Digitalisation: EU Parliamentary Committee calls for Product Safety 4.0

On 26 October 2020, the EU Parliament’s Committee on the Internal Market and Consumer Protection, which is responsible, inter alia, for the harmonisation of legislation in the European Union in the area of the internal market, unanimously adopted a noteworthy draft report (2019/2190 (INI)) on product safety in the single market and called for the digitalisation of product safety.

Software updates only after placing on the market

The Committee rightfully calls for the concepts of ‘product’ and ‘safe product’, which are fundamental terms in technical compliance, to be fully reconsidered in order to include new technologies: subsequent software updates can in some cases completely modify the product and also raise new security issues for users and third parties. The Committee stated that it is therefore not only necessary to define them in law as products, as is currently the case only in medical device law. It is also suggested that the time at which a product should be considered safe should also be reconsidered: to date, all European CE Directives have been based on the clearly defined, single point in time of placing on the market. However, it is possible to envisage the need to take account of the entire lifetime of the product because subsequent changes ‘over the air’ cannot be made to the technical design itself, but certainly to the functionality.

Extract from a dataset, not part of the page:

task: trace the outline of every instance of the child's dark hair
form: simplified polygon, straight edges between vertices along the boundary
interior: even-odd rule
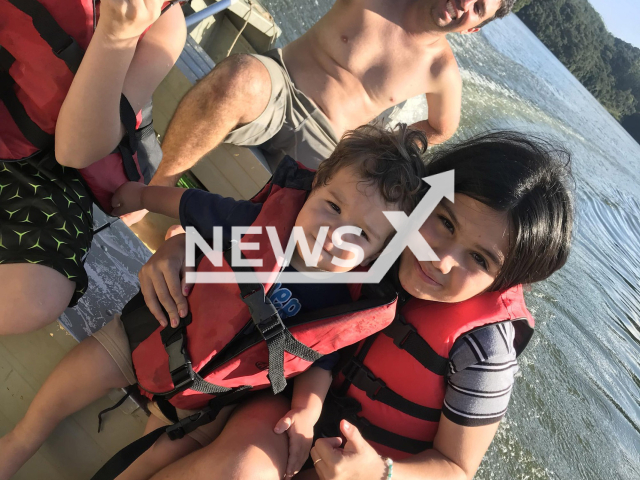
[[[318,167],[313,188],[327,185],[338,170],[351,166],[362,182],[378,188],[387,203],[397,203],[410,213],[425,185],[426,149],[426,135],[404,124],[393,130],[363,125],[342,136],[331,156]]]
[[[442,148],[427,174],[455,170],[455,193],[507,212],[509,251],[490,291],[539,282],[569,256],[574,219],[571,155],[514,132],[479,135]]]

Cybersecurity for connected products

The Committee also calls for the cybersecurity of connected devices to be taken into account in the context of product safety. This must be questioned critically, as safety and security aspects have so far been strictly separated for good reasons: Product safety always means the protection of third parties against industrially unintended health hazards. Cybersecurity, on the other hand, concerns deliberate IT vandalism by third parties. There is still much discussion as to whether it should be systematically intertwined with the means of product safety from the manufacturer’s point of view. It is also envisaged that there will be a system of mandatory cybersecurity certification of artificial intelligence products in the future. However, the Committee leaves the details up to the creativity of the European Commission.

Traceability via blockchain

In the case of product recalls, it can be a challenge for the manufacturer to trace the products concerned back to the consumer, especially in the manufacturing supply chain of the components. The Commission is therefore to examine whether blockchain technology could strengthen the traceability of products throughout the supply chain.

There have been various attempts over the past two decades to revise the European Product Safety Directive 2001/95/EC; so far, none of these have borne fruit. A change is expected in particular in view of the continuous development of new technologies in the context of digitalisation, IoT and connectivity. It remains to be seen whether the Committee’s many ambitious proposals will be included in the Commission’s draft.